Hours of pleading and haggling later, the bubble-wrapped baggages found their way to our hotel.

Our stay was booked at the Mac Boutique Suites, tucked in one corner of Sukhumvit Soi 7, characterised by narrow alleys, roadside cafes, and sometimes, the stifling smell of fish.

One of the thousand 7-Elevens (Credit: Getty Images)

Photo of Kuala Lumpur International Airport, Sepang, Selangor, Malaysia by Aadya Sharma

A 2017 report states there are over 10,000 stores of 7-Eleven across Thailand. We're convinced half of them are in Sukhumvit itself.

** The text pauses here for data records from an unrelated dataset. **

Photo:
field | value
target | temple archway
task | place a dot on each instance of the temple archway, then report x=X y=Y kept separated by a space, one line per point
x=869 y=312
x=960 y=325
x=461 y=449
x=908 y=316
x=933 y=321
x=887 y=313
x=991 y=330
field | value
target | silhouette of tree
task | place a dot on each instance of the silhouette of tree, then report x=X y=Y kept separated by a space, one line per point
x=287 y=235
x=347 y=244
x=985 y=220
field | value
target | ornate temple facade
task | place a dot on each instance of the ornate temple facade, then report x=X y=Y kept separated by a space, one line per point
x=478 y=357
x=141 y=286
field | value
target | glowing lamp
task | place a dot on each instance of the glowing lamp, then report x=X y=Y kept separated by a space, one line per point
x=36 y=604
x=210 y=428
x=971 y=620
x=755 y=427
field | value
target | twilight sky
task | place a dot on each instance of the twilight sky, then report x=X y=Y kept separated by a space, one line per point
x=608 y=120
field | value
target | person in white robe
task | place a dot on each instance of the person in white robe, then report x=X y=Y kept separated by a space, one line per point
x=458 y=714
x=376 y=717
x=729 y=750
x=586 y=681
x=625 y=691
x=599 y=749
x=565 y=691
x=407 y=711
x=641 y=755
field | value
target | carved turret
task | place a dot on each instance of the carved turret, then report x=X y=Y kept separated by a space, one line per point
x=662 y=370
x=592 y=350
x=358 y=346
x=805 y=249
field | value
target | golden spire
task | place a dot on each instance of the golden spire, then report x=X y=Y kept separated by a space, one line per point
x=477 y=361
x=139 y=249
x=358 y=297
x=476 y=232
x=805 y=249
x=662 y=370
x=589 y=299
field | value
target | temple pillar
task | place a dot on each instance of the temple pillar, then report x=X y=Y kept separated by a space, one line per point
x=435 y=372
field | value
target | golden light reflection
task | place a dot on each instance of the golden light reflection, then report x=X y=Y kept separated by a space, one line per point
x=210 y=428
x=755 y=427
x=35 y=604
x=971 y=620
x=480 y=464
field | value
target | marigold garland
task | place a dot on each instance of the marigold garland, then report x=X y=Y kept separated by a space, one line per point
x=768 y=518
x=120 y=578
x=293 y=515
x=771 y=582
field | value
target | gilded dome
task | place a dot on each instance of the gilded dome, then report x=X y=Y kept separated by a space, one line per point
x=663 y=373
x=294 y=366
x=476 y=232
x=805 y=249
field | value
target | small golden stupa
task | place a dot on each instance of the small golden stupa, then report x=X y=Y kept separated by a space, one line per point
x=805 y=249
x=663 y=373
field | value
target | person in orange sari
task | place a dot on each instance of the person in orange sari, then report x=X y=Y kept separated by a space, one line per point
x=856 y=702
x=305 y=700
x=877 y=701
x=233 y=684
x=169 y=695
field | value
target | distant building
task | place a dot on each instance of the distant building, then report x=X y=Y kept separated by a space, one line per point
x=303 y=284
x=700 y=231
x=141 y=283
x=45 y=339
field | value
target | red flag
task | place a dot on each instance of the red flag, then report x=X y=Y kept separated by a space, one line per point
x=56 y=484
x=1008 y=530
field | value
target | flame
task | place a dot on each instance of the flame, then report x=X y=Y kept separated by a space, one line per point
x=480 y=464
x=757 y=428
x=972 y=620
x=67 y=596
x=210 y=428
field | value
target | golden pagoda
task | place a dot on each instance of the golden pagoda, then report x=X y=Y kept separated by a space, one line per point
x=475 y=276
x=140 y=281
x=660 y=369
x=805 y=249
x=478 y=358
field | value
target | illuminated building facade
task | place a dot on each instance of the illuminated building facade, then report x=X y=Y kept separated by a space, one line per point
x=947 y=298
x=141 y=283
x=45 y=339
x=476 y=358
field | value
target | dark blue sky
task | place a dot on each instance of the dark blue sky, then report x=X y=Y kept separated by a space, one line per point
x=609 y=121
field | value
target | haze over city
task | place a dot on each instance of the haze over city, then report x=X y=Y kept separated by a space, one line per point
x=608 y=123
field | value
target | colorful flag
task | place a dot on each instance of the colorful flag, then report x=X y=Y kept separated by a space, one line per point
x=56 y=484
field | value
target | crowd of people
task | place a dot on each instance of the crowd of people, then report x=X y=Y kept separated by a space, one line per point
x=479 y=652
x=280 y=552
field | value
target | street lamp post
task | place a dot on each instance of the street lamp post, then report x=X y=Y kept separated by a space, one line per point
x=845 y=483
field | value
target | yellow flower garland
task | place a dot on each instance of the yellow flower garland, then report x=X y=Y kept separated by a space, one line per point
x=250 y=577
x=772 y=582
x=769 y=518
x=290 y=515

Diligently stationed at regular intervals, sometimes (funnily) only metres apart, these stores are a lifeline for tourists of all kind. From Classic Lays to frozen Teriyaki rice bowls, the variety in stock is tremendous. The fact that they run all-day-long makes them a delightful convenience.

On our first night in Thailand, we were the audience to a riveting storytelling session by a GrabTaxi driver, who somehow convinced us that we were visiting bang in the middle of a military curfew!

He navigated through deserted roads and secluded corners, grimly gesturing at police check-posts, while narrating gruesome tales of 'Indians getting murdered by mobs'.

Gullible as we were as first-time tourists, we bought his cock-and-bull story. In our defence, his convincing powers were top-notch.

One wonders what his agenda was, but he kept mentioning 'The Mix', a pub that he proclaimed was having the 'party of the year', suggesting us to visit the place. So much for the military.

We reached Khao San Road twenty minutes later, puzzled by the his chilly tales, and questioning the very purpose of our existence in the country.

Khao San Road (Credit: Getty Images)

Photo of Khaosan Road, Talat Yot, Phra Nakhon, Bangkok, Thailand by Aadya Sharma

The liveliness of the place made us forget the car ride, and we soaked in the nightlife, getting our first taste of the Thailand we had imagined. Neatly lined cafes, interspersed with massage parlors, lit up the sides of the streets.

On the bend, we could see the curvy arc of dotted lights, different colored, lining up to make the landscape. Spilling into the street were small carts, selling everything from coconut milk to spicy noodles.

After a jolly little walk around, one which culminated with a well-deserved foot massage, we took a cab and returned to our hotel.

Vacations make me sleep like a log, and I did just that on my first night in Bangkok. It had started.